In [2]:
from __future__ import division
import numpy as np
from sklearn import preprocessing
import matplotlib.pyplot as plt
from sklearn.base import BaseEstimator, ClassifierMixin
import pandas as pd

#An implementation of a neural network. It is possible to use GridSearch from scikit-learn to optimize hyperparameters, 
#for example the number of hidden layers, and the learning rate. This implementation is based on Andrew NG's online lectures
#on neural networks, https://class.coursera.org/ml-003/lecture, accessed in June 2016.
class neural_network(BaseEstimator, ClassifierMixin):
    def __init__(self,number_of_hidden_layers = 2,learning_rate = 0.7,initial_weight_limit = 0.7,tuning_parameter = 0,iterations = 1200,derivative_check = False):
        #Set the number of iterations
        self.iterations = iterations
        #Set the learning rate
        self.learning_rate = learning_rate
        #Set the tuning parameter
        self.tuning_parameter = tuning_parameter
        #Set the number of hidden layers. Minimum number is 1
        self.number_of_hidden_layers = number_of_hidden_layers
        #Set the range for the initial value of the weights
        self.initial_weight_limit = initial_weight_limit
        #Set the derivative_check variable
        self.derivative_check = derivative_check
        #If the derivative check is True, calculate numerical derivatives
        if self.derivative_check == True:
        #Initialize the numerical derivative list. we will use it to check if the 
        #calculation of the derivatives is correct.

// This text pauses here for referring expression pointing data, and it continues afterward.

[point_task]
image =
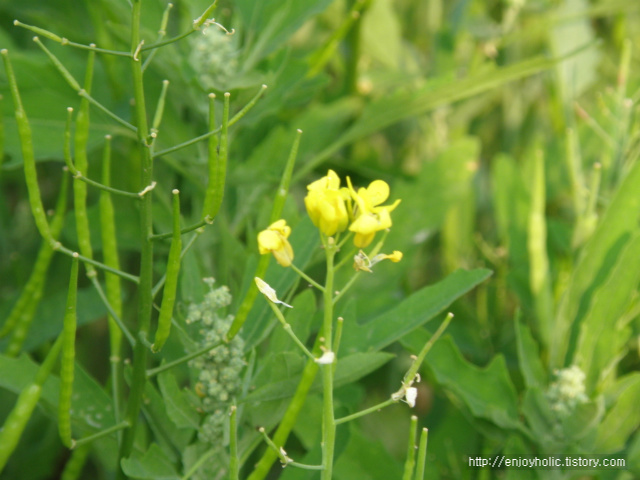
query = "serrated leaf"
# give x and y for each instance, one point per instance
(349, 369)
(153, 465)
(411, 313)
(179, 409)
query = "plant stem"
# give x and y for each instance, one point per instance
(328, 420)
(145, 300)
(366, 411)
(181, 360)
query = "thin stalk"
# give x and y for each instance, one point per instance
(161, 33)
(104, 433)
(68, 358)
(233, 444)
(28, 157)
(195, 27)
(411, 450)
(73, 83)
(417, 362)
(307, 277)
(261, 269)
(232, 121)
(145, 300)
(171, 283)
(112, 282)
(191, 228)
(194, 468)
(287, 328)
(80, 188)
(181, 360)
(422, 455)
(17, 419)
(123, 328)
(283, 456)
(160, 283)
(213, 161)
(328, 420)
(289, 418)
(366, 411)
(157, 118)
(23, 312)
(63, 41)
(58, 247)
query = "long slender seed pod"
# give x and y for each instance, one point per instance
(171, 283)
(233, 444)
(113, 287)
(82, 165)
(216, 183)
(1, 137)
(28, 157)
(17, 419)
(68, 357)
(157, 118)
(410, 462)
(23, 312)
(422, 455)
(213, 160)
(263, 263)
(73, 467)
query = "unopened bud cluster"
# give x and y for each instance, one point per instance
(220, 368)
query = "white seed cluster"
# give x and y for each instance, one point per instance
(568, 391)
(219, 370)
(214, 59)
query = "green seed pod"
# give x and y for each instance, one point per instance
(15, 423)
(68, 357)
(171, 282)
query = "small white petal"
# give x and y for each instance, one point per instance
(327, 358)
(269, 292)
(411, 395)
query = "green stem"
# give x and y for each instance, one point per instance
(328, 420)
(181, 360)
(233, 445)
(366, 411)
(422, 455)
(63, 41)
(106, 432)
(161, 33)
(288, 329)
(112, 282)
(307, 277)
(145, 300)
(232, 121)
(411, 450)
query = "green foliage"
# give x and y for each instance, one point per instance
(508, 130)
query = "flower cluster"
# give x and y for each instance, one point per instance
(334, 209)
(219, 369)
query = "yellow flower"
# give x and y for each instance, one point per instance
(369, 216)
(325, 204)
(274, 240)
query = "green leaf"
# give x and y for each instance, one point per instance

            self.numerical_derivative = []
            self.weights_output_derivative_test = []
            #Set the epsilon value that will be used to calculate the numerical derivative        
            self.epsilon = 0.00001
    def get_params(self, deep=True):
        return {"iterations": self.iterations, "learning_rate": self.learning_rate,"tuning_parameter": self.tuning_parameter,"number_of_hidden_layers": self.number_of_hidden_layers,"initial_weight_limit": self.initial_weight_limit}
    def set_params(self, **parameters):
        for parameter, value in parameters.items():
            setattr(self,parameter, value)
        return self
    def fit(self,X,y):
        self.error = []
        y = np.reshape(y,(len(y),1))
        intercept = np.ones(len(X))
        #Scale the data to have mean 0 and standard deviation 1
        self.mean = np.array(np.mean(X,axis = 0))
        self.standard_deviation = np.std(X, axis = 0)

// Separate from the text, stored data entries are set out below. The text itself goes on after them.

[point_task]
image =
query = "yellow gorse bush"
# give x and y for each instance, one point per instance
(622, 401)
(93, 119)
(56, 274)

        X = preprocessing.scale(X)
        X = np.c_[X,intercept]
        self.data = np.array(X)
        self.target = np.array(y)
        #Set the number of nodes in the hidden layers. 
        #The number of nodes in layers excludes the bias term
        self.nodes_in_hidden_layers = np.shape(X)[1]//2
        #Start the weight matrices. The dimensions of the first and last weights are different
        #then the middle weights   
        np.random.seed(1)
        self.weights_first = 2 * np.random.uniform(size = (np.shape(self.data)[1],self.nodes_in_hidden_layers)) * self.initial_weight_limit - self.initial_weight_limit #np.ones((np.shape(self.data)[1],self.nodes_in_hidden_layers))       

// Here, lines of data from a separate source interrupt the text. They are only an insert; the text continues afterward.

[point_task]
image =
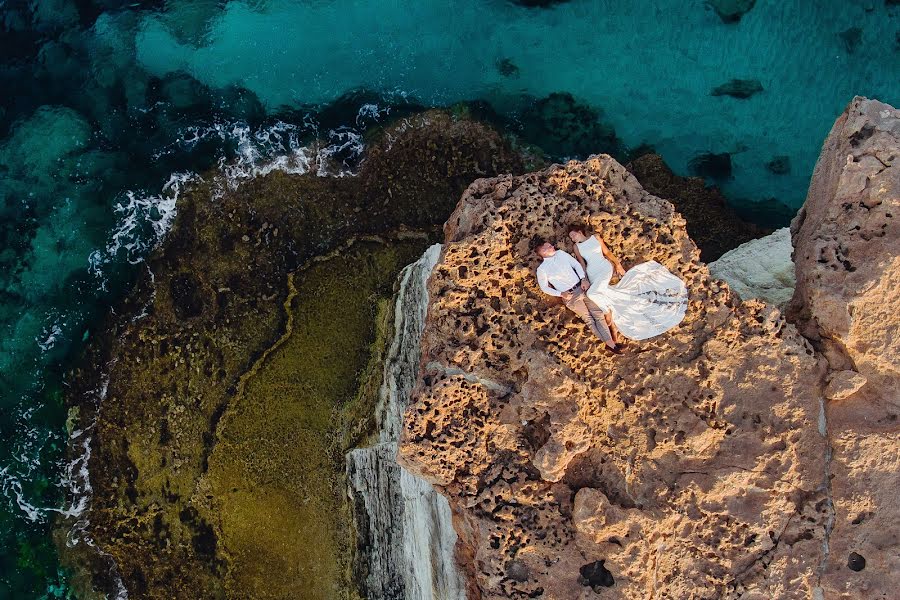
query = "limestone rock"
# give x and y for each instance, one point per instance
(842, 384)
(847, 300)
(847, 244)
(760, 268)
(690, 466)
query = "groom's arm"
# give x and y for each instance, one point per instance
(544, 283)
(579, 270)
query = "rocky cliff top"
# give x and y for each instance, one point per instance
(690, 464)
(697, 464)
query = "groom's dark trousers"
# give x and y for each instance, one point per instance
(592, 314)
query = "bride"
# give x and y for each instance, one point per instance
(647, 301)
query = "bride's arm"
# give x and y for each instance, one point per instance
(611, 257)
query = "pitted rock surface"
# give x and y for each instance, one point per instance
(689, 466)
(847, 252)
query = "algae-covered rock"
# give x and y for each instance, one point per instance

        self.weights_first_derivative = np.ones((np.shape(self.data)[1],self.nodes_in_hidden_layers))        
        if self.number_of_hidden_layers > 1:         
            self.weights_middle =  2 * np.random.uniform(size = (self.number_of_hidden_layers - 1,self.nodes_in_hidden_layers + 1,self.nodes_in_hidden_layers)) * self.initial_weight_limit - self.initial_weight_limit #np.ones((self.number_of_hidden_layers - 1,self.nodes_in_hidden_layers + 1,self.nodes_in_hidden_layers))       
            self.weights_middle_derivative = np.ones((self.number_of_hidden_layers - 1,self.nodes_in_hidden_layers + 1,self.nodes_in_hidden_layers))       
        #The last weight maps the last hidden layer to one probability score    
        self.weights_output =  2 * np.random.uniform(size = (self.nodes_in_hidden_layers + 1,1)) * self.initial_weight_limit - self.initial_weight_limit # np.ones((self.nodes_in_hidden_layers + 1,1))
        self.weights_output_derivative = np.ones((self.nodes_in_hidden_layers + 1,1))
        #Hidden layer(s). The first index is for the hidden layer number, the second is the length of the dataset,
        #and the third is the nodes in the hidden layer, plus 1 for the bias term        
        self.hidden_layers = np.zeros((self.number_of_hidden_layers,len(self.data),self.nodes_in_hidden_layers + 1))        
        #Set the bias terms to 1            
        self.hidden_layers[:,:,self.nodes_in_hidden_layers] = 1
        #Initiate the probabilities. These are the outputs of the neural network        
        self.probabilities = np.zeros((len(self.data),1))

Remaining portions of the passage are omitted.